Emma et le dieu-qui-rit
de Danielle Chaperon

critiqué par Libris québécis, le 19 février 2005
(Montréal - 82 ans)


La note:  étoiles
L'Adolescence
L'adolescence est un sujet inépuisable, comme d'ailleurs tous les groupes d'âge. Chaque décennie que nous traversons apporte son lot de petites misères, dont les romanciers s'inspirent souvent pour éclairer notre chemin. Danielle Chaperon a choisi de s'intéresser à Emma, une fille de quatorze ans, qui se trouve vieille depuis l'âge de sept ans.

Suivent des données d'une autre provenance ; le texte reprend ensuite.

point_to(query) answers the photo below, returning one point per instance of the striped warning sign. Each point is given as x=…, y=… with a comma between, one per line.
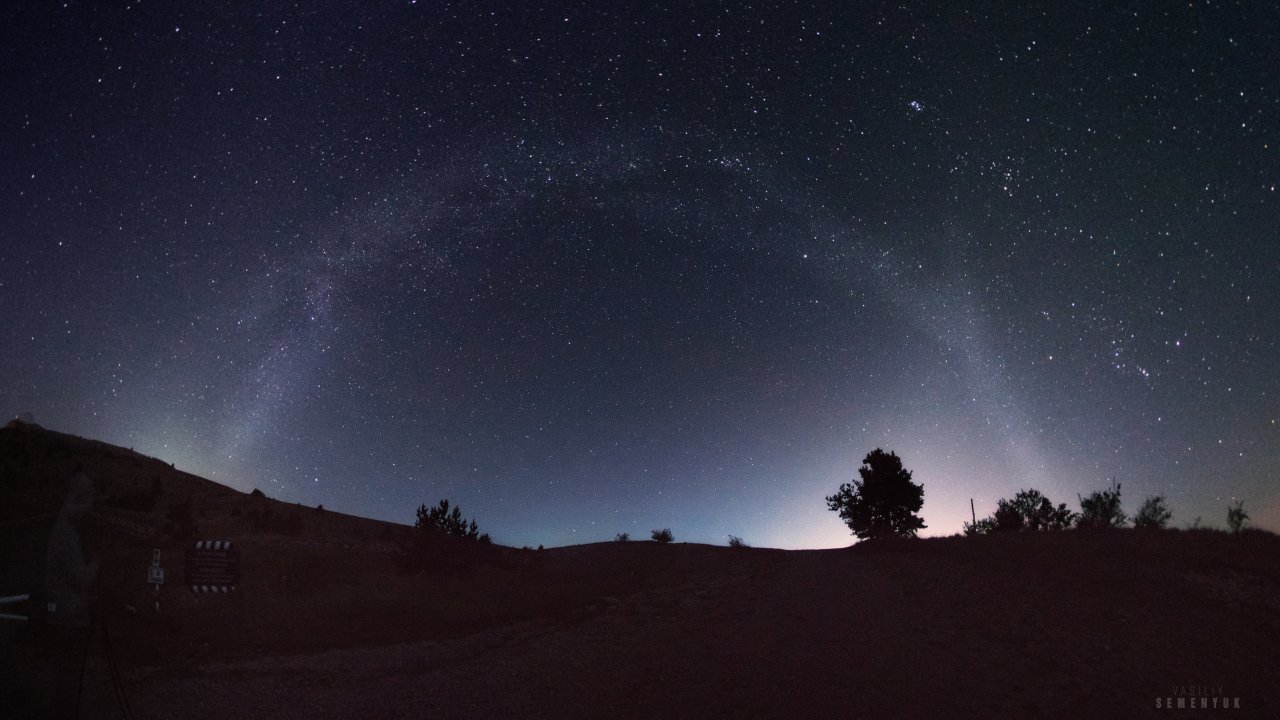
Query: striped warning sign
x=213, y=566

L’héroïne a grandi entre sa grand’mère, qui cache un cœur d’or derrière une façade repoussante, sa tante Gloria, une bonne grosse vivante, et sa mère Dolorès, une ivrogne ouverte à tous les porteurs des chromosomes XY. Emma n’appartient pas à une famille traditionnelle, mais les trois femmes adultes qui font partie de son univers lui ont donné toute l’attention voulue pour qu’elle puisse s’émanciper avec bonheur. Or, la joie de vivre ne caractérise pas les adolescent(e)s. Ce sont des êtres moroses par définition. Ils sont vexés d’appartenir encore au monde de l’enfance alors qu’ils se perçoivent comme des adultes qui n’ont plus rien à apprendre de leurs aînés. C’est dans ce contexte que l’héroïne quitte la maison pour assumer sa féminité.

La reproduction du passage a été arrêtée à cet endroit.